The sting of the pinch faded, and the needle fell back to its resting position. "Now," said Friedman, "I want you to think of that pinch."
Still holding the tin cans, I remembered the pinch. Again the needle jumped and moved right, just as it had before, "Now think of it again," Friedman said. I did, and the needle moved a little less. The third time it rose even less, and by the fourth time I remembered the pinch the needle hardly moved at all.
"That's the very, very bottom rung of Scientology," Friedman said.
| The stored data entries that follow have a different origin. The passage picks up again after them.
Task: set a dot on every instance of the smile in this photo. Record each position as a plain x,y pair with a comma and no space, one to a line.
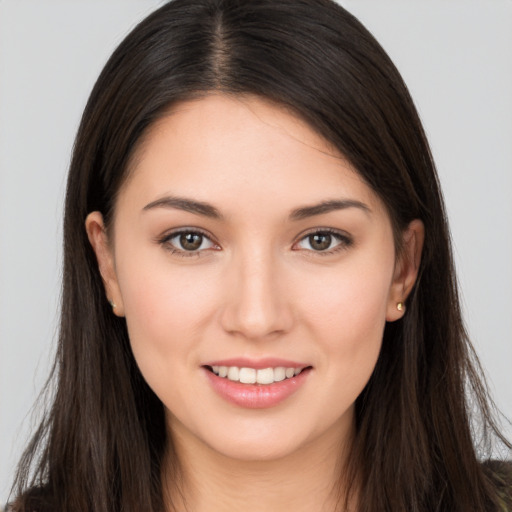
255,376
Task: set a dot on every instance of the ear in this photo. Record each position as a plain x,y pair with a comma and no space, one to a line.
104,255
406,269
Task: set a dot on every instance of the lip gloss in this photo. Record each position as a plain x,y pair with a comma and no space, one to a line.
256,396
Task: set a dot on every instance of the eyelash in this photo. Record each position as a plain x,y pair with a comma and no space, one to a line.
344,242
165,241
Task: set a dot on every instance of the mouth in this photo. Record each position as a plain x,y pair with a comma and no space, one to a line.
262,376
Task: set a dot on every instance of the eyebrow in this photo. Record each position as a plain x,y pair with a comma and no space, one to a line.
326,207
188,205
207,210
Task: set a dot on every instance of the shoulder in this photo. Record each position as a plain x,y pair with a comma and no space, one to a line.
500,473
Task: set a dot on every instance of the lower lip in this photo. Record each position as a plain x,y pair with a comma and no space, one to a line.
256,396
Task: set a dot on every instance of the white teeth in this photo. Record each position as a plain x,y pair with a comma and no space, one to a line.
234,373
279,374
265,376
247,375
252,376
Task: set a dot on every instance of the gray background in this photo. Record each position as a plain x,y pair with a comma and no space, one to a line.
456,58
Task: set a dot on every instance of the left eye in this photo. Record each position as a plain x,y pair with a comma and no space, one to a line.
321,241
190,241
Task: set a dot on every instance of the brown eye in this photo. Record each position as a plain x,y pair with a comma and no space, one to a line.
320,241
324,241
187,242
191,241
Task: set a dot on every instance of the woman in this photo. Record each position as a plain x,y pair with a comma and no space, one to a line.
259,305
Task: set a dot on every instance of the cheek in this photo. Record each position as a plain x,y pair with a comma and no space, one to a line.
166,307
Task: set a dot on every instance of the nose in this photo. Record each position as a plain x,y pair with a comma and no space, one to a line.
256,304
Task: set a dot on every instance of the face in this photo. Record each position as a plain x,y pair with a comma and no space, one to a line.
244,244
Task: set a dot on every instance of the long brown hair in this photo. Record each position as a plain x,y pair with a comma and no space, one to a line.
101,443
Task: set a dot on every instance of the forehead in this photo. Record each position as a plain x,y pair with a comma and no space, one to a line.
237,151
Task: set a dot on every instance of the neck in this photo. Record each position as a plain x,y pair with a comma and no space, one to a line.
309,479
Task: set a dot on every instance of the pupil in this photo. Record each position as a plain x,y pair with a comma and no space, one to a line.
191,241
320,241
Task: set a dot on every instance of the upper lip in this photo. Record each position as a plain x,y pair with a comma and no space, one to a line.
257,364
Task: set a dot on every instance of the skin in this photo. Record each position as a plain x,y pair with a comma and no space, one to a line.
260,288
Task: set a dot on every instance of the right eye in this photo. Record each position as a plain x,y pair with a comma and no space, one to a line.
187,243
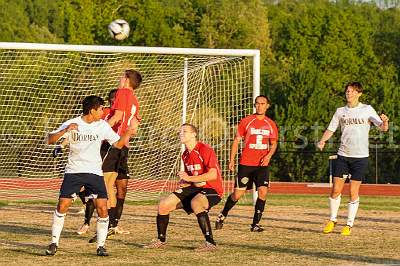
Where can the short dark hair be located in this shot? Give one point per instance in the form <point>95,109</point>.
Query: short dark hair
<point>355,85</point>
<point>134,77</point>
<point>265,97</point>
<point>91,102</point>
<point>193,127</point>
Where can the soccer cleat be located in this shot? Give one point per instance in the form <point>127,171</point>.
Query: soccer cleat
<point>102,252</point>
<point>52,249</point>
<point>155,243</point>
<point>93,239</point>
<point>256,228</point>
<point>83,229</point>
<point>120,231</point>
<point>329,227</point>
<point>111,231</point>
<point>219,222</point>
<point>206,247</point>
<point>346,230</point>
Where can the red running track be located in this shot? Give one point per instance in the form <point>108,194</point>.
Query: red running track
<point>9,184</point>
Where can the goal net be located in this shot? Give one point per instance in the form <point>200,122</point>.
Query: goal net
<point>42,86</point>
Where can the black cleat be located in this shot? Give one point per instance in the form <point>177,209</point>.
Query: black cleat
<point>52,249</point>
<point>102,252</point>
<point>219,222</point>
<point>256,228</point>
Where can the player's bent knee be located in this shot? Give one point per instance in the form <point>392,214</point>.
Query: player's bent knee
<point>164,207</point>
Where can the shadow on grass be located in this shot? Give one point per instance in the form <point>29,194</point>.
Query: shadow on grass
<point>360,218</point>
<point>318,254</point>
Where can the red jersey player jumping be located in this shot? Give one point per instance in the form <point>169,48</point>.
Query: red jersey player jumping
<point>260,136</point>
<point>200,188</point>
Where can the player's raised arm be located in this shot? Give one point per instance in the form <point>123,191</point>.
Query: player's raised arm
<point>53,137</point>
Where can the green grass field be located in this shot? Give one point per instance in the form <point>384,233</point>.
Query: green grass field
<point>293,235</point>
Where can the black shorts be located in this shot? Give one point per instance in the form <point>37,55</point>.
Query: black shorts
<point>349,167</point>
<point>72,184</point>
<point>188,193</point>
<point>115,160</point>
<point>247,175</point>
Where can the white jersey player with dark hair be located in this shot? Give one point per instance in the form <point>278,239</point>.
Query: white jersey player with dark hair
<point>84,167</point>
<point>354,121</point>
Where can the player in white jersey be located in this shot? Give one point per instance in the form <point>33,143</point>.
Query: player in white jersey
<point>354,120</point>
<point>85,135</point>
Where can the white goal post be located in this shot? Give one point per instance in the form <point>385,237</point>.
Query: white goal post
<point>42,85</point>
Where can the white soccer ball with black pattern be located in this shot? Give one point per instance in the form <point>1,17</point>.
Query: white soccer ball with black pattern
<point>119,29</point>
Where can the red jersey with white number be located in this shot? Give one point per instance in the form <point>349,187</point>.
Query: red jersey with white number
<point>257,135</point>
<point>127,102</point>
<point>199,161</point>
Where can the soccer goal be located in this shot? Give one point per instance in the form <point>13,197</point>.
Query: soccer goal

The E meter, he explained, had illustrated for me the memory of pain - and confronting the memory had cleared it away.
"It's a gimmick," said Dr. Martin Orne, director of the Unit for Experimental Psychiatry at the Institute of Pennsylvania Hospital, in a telephone interview last week. "It gives you the trappings of science . . . They're promising some of the same things which were promised at one time by pschoanalysis, but we have years ago learned that you can't deliver that."
Like the machines commonly called "lie detectors," Dr. Orne explained, E meters measure the surface skin changes in a person undergoing emotional stress - conscious or unconscous. The heartbeat increases quickly, for example, and the palms and forehead sweat. These changes, first observed by the psychologist Carl Jung, are referred to by doctors as "electrodermal response."
The problem, said Dr. Orne - and many psychiatrists and health officials agree with him - is that emotional counseling should involve far more than simply measuring electrodermal response and believing that trauma can be erased from the mind. "Working through a problem does not mean that you're going to be immune from it." said Dr. Orne. "There is no way a person is going to be without problems, without fears. To fear is human."
The E meters lend an aura of science, Dr. Orne said, to a practice he believes to be useless at best and dangerous at worse. "The purpose of treatment is to do yourself out of a job," he said, speaking of psychoanalysis. "The purpose of the cult is to get you hooked, and make a lifetime proposition out of it."